Axion International, a publicly traded recycled products company based in Zanesville, Ohio, has filed for Chapter 11 bankruptcy.

Axion, which manufactures construction materials from both post-industrial and post-consumer plastics, filed for Chapter 11 bankruptcy in a Delaware court on Dec. 2, court records show.

The company’s shares are traded in the over-the-counter (OTC) realm, meaning trading occurs without supervision of an exchange.

Product and investor challenges

In an affidavit, Donald W. Fallon, Axion’s chief financial officer and treasurer, wrote the company has been “plagued by a lack of liquidity” for its products, which has led to operational losses and second thoughts from a group of investors.

“In March of 2015, all but one member of this group indicated, in light of the uncertainty they believe existed surrounding [Axion’s] future prospects, that they were unwilling to invest further,” Fallon wrote.

According to the filing, the company as of Sept. 30 had a working capital deficit of more than $10 million, a stockholders deficit of $31.5 million and accumulated losses north of $86 million. Axion reports debts in the range of $10 million to $50 million.

“The actions taken to decrease production activity, liquidate available inventory and to seek additional capital investment from both public and private sources have proved largely unsuccessful,” Fallon wrote.
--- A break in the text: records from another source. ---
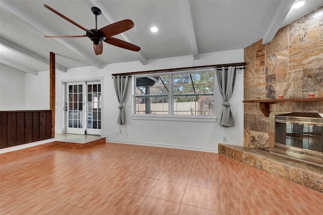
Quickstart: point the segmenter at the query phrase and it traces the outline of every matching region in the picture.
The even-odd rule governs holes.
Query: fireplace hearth
[[[323,164],[323,114],[271,112],[271,152]]]

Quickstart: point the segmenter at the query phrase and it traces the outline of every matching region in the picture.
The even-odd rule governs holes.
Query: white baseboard
[[[23,144],[22,145],[16,145],[15,146],[2,148],[1,149],[0,149],[0,154],[10,152],[11,151],[16,151],[20,149],[23,149],[24,148],[29,148],[30,147],[35,146],[36,145],[41,145],[45,143],[48,143],[55,141],[55,138],[47,139],[46,140],[40,140],[39,141],[33,142],[32,143]]]
[[[190,150],[192,151],[204,151],[206,152],[218,153],[218,151],[219,151],[218,150],[218,149],[213,149],[213,148],[201,148],[201,147],[192,147],[192,146],[184,146],[177,145],[164,144],[160,144],[160,143],[153,143],[143,142],[134,142],[134,141],[129,141],[127,140],[106,139],[106,141],[107,142],[111,142],[111,143],[123,143],[123,144],[127,144],[129,145],[144,145],[146,146],[161,147],[163,148],[176,148],[177,149]]]

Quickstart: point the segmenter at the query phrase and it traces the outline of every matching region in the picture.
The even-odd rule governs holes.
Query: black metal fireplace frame
[[[299,114],[299,117],[284,116],[283,118],[280,116],[281,115],[288,116],[288,114],[292,113],[292,112],[271,112],[269,117],[269,151],[271,152],[301,159],[302,161],[315,164],[323,164],[323,152],[286,145],[275,141],[275,123],[276,121],[279,122],[281,120],[282,122],[303,123],[304,124],[311,124],[319,125],[323,124],[322,119],[315,121],[315,119],[306,117],[306,113],[298,113]]]

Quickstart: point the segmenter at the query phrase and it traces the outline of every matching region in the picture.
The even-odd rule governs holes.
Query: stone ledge
[[[219,153],[323,193],[323,167],[244,146],[219,143]]]

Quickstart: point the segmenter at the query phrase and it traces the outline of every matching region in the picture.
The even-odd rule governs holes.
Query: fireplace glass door
[[[323,152],[323,127],[290,122],[275,123],[275,142],[302,149]]]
Marketed as alternatives to wood, steel or concrete products, Axion’s products have been used for a variety of railroad and construction projects. The company says they last longer than wood products and are more affordable than steel and concrete alternatives.

Plans to reorganize

Allen Kronstadt, the lone investor that has remained, has agreed to exchange a minimum of $3.2 million of the $5.2 million he has lent in exchange for the company’s assets, according to the court filings.

Axion is also asking the bankruptcy court in Delaware to approve an additional $2.2 million loan from Plastic Ties Financing, a company Kronstadt manages.

“Th[is] chapter 11 case will allow the debtors to maintain operations and save jobs while providing the necessary time to complete the current sales process for the benefit of stakeholders,” Fallon wrote. “Absent the protections of the bankruptcy code, the debtors will run out of cash, shut down operations, lay off employees and liquidate, all to the detriment of the debtors’ employees, customers, suppliers and creditors.”

The company leases manufacturing sites in Zanesville, Ohio and Waco, Texas. According to Fallon’s filing, Axion employs 70 workers.

Its patented technology was developed by researchers at Rutgers University and makes use of HDPE and PP purchased from post-industrial and post-consumer sources. A promotional video on the company’s website notes Axion products will “hopefully encourage greater recycling activities from both cities and industrial sources.”

At press time, Axion’s share price is listed at half of a penny.